XHHPR-FM
- Hidalgo del Parral, Chihuahua; Mexico;
- Frequency: 101.7 FM
- Branding: La Lupe

Programming
- Format: Spanish adult hits

Ownership
- Owner: Multimedios Radio; (Multimedios Radio, S.A. de C.V.);

History
- First air date: March 14, 1997 (concession)
- Call sign meaning: "Hidalgo del Parral"

Technical information
- Licensing authority: CRT
- Class: C1
- ERP: 30 kW
- HAAT: 182.6 m (599 ft)
- Transmitter coordinates: 26°55′38.81″N 105°37′39.09″W﻿ / ﻿26.9274472°N 105.6275250°W

Links
- Webcast: Listen live
- Website: mmradio.com

= XHHPR-FM =

Radio station in Hidalgo del Parral, Chihuahua, Mexico

XHHPR-FM is a radio station on 101.7 FM in Hidalgo del Parral, Chihuahua, Mexico.

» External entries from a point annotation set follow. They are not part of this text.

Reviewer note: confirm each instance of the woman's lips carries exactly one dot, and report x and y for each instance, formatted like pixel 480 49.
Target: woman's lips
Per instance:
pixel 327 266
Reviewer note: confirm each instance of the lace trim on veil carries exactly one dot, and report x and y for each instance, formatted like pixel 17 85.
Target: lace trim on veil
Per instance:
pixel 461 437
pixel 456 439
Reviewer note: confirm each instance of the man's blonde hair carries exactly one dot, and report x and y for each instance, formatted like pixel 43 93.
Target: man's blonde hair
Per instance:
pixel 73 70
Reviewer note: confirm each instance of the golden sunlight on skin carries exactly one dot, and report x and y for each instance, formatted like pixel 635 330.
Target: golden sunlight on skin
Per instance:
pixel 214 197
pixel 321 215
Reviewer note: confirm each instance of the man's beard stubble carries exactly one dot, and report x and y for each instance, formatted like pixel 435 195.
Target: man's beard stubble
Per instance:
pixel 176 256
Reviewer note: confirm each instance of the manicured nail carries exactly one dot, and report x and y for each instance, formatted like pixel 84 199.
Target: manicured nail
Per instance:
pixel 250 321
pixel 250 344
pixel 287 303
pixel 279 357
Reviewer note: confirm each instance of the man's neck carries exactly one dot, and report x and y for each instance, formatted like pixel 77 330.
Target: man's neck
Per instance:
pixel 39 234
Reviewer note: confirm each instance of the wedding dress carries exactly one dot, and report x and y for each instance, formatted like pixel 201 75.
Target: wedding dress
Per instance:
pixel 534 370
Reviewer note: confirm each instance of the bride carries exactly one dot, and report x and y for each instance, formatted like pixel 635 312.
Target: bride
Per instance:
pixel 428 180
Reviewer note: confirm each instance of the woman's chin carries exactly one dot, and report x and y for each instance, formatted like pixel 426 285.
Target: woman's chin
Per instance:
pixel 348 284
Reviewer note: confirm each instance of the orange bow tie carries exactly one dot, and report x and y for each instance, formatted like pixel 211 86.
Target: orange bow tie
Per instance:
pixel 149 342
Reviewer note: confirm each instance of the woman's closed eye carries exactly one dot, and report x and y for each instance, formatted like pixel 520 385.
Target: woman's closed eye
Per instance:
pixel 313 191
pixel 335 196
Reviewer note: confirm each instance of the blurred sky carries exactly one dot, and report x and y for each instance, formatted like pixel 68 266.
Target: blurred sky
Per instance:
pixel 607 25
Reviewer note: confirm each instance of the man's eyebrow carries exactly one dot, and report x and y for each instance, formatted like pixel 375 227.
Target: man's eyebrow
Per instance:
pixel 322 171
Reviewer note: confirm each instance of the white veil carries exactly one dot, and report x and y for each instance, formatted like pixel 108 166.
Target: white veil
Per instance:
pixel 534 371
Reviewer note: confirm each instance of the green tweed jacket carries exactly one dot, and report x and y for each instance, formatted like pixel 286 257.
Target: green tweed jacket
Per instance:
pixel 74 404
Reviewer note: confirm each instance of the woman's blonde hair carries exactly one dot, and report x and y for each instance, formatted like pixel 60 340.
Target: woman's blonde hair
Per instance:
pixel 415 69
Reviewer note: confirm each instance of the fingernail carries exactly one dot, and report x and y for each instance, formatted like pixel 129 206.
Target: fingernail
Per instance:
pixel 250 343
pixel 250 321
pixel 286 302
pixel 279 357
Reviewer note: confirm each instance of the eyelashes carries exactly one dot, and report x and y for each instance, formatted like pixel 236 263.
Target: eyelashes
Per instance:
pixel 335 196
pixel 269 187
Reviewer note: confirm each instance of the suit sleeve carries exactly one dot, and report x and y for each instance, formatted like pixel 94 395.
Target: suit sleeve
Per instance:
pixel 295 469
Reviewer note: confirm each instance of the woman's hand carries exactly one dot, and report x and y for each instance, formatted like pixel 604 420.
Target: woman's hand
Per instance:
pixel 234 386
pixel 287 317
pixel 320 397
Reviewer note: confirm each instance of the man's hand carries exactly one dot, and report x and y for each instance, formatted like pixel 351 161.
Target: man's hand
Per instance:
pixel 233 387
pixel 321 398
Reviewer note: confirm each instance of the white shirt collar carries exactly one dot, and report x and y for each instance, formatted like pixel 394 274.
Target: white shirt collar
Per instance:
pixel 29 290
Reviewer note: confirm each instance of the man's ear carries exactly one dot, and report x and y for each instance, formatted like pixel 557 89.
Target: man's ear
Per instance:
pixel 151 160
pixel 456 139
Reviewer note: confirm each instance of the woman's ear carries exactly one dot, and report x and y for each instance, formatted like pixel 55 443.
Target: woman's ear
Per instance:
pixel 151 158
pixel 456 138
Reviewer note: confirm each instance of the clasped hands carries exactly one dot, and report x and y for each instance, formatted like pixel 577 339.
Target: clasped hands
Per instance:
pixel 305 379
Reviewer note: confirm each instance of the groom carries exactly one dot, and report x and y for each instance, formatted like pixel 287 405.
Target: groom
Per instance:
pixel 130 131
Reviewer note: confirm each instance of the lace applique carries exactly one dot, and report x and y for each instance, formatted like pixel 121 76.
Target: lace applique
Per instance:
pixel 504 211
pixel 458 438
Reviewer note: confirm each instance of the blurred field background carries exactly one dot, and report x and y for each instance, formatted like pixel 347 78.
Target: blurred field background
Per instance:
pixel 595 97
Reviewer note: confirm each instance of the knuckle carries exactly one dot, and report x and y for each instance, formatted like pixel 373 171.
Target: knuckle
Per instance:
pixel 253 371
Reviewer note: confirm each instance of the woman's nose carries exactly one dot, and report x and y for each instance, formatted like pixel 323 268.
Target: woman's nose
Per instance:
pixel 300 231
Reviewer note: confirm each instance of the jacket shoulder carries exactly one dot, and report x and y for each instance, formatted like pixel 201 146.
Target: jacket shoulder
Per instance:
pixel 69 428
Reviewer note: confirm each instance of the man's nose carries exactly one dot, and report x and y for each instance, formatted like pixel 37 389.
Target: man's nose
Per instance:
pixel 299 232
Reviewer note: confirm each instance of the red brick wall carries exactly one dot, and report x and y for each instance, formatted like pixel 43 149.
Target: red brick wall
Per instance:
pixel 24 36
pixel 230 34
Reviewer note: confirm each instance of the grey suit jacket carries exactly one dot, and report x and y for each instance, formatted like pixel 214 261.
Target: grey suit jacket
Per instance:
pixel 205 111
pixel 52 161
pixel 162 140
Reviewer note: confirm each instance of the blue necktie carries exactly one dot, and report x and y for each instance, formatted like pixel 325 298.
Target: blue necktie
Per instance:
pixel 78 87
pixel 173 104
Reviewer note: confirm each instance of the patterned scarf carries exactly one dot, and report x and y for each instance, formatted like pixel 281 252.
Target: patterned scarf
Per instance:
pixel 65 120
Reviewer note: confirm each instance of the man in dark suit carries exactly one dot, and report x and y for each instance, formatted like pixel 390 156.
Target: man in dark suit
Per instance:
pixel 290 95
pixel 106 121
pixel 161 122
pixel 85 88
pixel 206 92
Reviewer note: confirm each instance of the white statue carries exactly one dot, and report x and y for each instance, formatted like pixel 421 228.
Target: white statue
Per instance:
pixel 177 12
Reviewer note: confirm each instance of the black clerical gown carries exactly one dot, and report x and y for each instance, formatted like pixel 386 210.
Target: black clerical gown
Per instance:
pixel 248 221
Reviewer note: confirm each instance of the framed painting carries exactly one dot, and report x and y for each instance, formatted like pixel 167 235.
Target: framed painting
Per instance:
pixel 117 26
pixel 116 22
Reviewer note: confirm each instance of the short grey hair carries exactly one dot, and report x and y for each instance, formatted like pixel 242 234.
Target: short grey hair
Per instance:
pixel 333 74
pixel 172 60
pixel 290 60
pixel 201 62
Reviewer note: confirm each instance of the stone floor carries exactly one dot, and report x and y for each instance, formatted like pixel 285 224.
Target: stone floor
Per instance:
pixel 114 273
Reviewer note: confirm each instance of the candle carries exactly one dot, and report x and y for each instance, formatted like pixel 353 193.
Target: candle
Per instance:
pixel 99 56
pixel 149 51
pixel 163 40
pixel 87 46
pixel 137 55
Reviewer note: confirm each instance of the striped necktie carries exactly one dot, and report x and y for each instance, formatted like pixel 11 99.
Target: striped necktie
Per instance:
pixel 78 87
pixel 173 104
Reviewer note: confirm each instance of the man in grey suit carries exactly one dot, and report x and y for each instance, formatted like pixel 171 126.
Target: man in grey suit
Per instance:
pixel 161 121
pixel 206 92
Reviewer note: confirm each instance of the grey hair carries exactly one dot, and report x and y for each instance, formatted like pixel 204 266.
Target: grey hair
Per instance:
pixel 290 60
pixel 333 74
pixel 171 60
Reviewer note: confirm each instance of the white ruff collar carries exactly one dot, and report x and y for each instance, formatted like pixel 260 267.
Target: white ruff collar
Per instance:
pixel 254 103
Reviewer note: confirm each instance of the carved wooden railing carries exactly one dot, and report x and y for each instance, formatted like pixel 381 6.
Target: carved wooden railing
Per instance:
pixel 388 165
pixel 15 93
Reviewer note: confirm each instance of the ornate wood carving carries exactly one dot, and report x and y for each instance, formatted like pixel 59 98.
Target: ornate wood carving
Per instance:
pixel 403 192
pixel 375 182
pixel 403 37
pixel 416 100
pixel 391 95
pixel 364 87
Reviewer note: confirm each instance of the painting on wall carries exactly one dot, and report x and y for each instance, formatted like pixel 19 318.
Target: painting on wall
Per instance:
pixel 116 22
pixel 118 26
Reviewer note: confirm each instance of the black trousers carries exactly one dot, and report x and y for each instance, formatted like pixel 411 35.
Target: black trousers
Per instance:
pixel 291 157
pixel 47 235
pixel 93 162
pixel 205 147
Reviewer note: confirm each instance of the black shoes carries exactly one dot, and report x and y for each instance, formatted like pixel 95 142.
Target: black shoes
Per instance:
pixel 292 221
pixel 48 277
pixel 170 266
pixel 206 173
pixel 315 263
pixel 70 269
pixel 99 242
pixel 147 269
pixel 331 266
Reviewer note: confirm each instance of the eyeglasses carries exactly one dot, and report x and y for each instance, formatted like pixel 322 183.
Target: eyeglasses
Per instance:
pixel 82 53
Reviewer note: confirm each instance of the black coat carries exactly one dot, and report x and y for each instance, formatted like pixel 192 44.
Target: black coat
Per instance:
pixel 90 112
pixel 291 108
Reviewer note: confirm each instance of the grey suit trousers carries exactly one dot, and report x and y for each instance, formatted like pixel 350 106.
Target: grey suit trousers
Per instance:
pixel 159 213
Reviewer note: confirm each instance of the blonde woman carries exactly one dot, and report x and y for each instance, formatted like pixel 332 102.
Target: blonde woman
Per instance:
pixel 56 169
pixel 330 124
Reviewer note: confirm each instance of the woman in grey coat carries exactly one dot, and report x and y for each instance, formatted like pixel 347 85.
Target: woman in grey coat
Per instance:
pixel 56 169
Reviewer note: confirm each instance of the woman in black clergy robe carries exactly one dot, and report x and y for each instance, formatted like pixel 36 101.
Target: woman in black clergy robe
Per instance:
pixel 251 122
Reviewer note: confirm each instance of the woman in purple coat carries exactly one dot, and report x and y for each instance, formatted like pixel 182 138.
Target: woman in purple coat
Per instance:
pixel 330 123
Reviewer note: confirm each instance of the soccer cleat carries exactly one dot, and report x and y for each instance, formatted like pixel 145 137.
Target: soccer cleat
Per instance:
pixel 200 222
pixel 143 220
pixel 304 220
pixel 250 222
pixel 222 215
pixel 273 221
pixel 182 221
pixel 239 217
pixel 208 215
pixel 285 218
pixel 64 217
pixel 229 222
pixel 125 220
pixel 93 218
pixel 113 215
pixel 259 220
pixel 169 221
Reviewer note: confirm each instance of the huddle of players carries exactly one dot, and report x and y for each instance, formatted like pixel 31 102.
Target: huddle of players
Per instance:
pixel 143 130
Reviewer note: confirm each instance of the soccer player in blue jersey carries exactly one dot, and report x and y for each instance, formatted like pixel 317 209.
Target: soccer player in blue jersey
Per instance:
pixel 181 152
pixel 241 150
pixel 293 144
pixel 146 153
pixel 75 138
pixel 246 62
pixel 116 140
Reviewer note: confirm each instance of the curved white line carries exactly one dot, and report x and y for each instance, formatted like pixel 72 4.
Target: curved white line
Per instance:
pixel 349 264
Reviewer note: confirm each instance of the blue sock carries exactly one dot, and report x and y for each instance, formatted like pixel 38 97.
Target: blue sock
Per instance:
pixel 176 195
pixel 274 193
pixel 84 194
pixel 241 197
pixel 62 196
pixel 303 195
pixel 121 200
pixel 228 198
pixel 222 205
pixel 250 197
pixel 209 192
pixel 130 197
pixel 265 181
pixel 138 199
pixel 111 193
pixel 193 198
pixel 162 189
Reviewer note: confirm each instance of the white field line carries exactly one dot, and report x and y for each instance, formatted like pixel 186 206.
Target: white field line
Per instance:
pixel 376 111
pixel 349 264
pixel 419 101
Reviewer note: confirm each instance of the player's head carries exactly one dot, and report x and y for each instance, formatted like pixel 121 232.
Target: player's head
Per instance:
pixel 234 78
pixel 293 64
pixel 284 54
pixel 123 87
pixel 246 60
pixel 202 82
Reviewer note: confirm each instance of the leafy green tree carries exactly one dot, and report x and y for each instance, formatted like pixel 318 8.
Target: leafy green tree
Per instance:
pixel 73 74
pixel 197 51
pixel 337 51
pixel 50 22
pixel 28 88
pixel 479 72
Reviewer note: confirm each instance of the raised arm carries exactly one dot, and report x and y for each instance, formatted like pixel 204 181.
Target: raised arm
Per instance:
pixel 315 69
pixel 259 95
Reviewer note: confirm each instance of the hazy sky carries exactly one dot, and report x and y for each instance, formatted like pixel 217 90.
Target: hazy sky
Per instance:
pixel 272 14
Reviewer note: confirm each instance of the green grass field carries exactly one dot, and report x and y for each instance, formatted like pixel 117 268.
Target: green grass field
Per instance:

It is owned by Multimedios Radio and carries its La Lupe Spanish adult hits format. The XHHPR-FM transmitter is located on Cerro Cuesta de los López.

==History==
XHHPR received its concession on March 14, 1997. It has always been owned by Multimedios.

In August 2017, XHHPR and XHEAT-FM swapped formats, with XHHPR becoming the La Caliente station. XHEAT-FM closed down in early 2019.

Multimedios flipped XHHPR in June 2020 to its La Lupe Spanish adult hits format.